The appellate court also dispensed with Carol’s argument that Code of Civil Procedure section 697.390(b) must be interpreted as fixing the amount of a support-judgment lien at the time of the particular “transaction” between the support-judgment lienholder (here, Carol) and the party acquiring an interest in the real property (here, the Bernhardsons).  The Bernhardsons had acquired title to the real property by purchasing it from Chase, which had obtained title to it by a nonjudicial foreclosure sale pursuant to the deed of trust.  The Bernhardsons’ title was in the chain of title arising from the July 2005 deed of trust given to Washington Mutual and therefore under Code of Civil Procedure section 697.390(b), it is the July 2005 encumbrance that fixed the time for determining the amount of Carol’s support judgment lien as it relates to the Bernhardsons’ title.  

(The appellate court did note, however, at footnote 4 that, had Washington Mutual (which merged into Chase) not conducted a nonjudicial foreclosure sale and continued to hold the deed of trust interest in 2010 and the Bernhardsons had instead purchased the real property directly from Donald in 2010, Carol’s argument might have had some merit regarding the amount of her lien as against the Bernhardsons’ interest in the real property.)

The appellate court then addressed the Judgment’s provision of life insurance as security for support payments.  That provision stated:

“As additional non taxable spousal support, the spousal support award shall be secured by life insurance policies with a total face value of two million dollars, so long as a spousal support obligation exists. [Husband] shall be the owner of both of the existing million dollar policies insuring his life and their cash surrender/loan value. There shall be no prohibition against [Husband] borrowing on, or in any manner encumbering, any cash value, provided that the borrowing or encumbering of the policy or policies does not reduce the total death benefit below the amount required by this section. [Guess] shall be the irrevocable beneficiary so long as a spousal support obligation exists. . . . [Husband] shall pay all premiums or other charges necessary to keep the policies in force. . . .”

Carol argued Donald’s life-insurance obligation constituted a support judgment under Code of Civil Procedure section 697.320 for which she had a support-judgment lien.
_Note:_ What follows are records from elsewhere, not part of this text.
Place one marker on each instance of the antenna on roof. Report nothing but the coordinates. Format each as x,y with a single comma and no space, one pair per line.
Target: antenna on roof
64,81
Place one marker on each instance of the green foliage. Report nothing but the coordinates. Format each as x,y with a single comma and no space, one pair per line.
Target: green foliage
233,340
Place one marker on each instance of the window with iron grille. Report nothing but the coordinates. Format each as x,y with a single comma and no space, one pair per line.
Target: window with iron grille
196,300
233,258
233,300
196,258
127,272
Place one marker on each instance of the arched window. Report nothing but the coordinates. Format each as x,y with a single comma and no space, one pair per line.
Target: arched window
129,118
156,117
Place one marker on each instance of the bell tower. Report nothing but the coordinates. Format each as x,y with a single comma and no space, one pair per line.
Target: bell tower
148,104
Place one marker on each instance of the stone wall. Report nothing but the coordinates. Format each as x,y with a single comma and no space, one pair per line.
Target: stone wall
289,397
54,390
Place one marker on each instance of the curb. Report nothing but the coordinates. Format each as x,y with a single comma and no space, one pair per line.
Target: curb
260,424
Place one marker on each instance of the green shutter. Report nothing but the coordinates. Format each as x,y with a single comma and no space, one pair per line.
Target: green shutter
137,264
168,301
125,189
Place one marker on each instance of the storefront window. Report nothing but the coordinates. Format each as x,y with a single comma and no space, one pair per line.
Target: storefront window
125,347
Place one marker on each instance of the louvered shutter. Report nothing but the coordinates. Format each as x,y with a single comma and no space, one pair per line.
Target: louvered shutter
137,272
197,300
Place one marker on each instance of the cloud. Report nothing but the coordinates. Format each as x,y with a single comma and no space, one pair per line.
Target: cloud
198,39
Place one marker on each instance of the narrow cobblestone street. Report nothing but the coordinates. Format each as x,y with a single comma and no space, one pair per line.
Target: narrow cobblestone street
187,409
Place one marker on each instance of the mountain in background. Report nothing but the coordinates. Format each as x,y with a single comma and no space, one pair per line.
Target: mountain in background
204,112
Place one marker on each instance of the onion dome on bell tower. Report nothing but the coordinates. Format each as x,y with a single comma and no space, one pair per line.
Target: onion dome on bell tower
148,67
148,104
For a judgment lien to be created under Code of Civil Procedure section 697.310, there must be a “money judgment.”  For a judgment lien to be created under Code of Civil Procedure section 697.320(a), there must be a “money judgment” that is “payable in installments.” As the Bernhardsons assert, Husband’s life insurance obligation under the Judgment is neither a money judgment nor payable in installments and therefore could not create a judgment lien under either section 697.310 or section 697.320.  

A money judgment is that part of a judgment requiring the payment of money (CCP sec. 680.270) and generally must be stated with certainty and specify the amount. (Estate of Kampen (2011).) There was no language in the judgment’s life-insurance provision requiring Donald to pay a certain amount of money.  At most, it required him to pay uncertain amounts of money as premiums to obtain and/or maintain life insurance policies totaling $2,000,000 in benefits for Carol in the event of his death. That obligation is not a “money judgment” that can create a judgment lien under either Code of Civil Procedure section 697.310 or section 697.320(a).

Furthermore, contrary to Carol’s assertion, Donald’s obligation to pay premiums to obtain and/or maintain life-insurance policies for her benefit is not a judgment for “spousal support payable in installments” within the meaning of Code of Civil Procedure section 697.320(a)(1).  The life-insurance provision in the judgment does not require Husband to periodically pay certain amounts of money and therefore his obligation to pay insurance premiums is not a judgment for spousal support payable in installments under Code of Civil Procedure section 697.320(a)(1).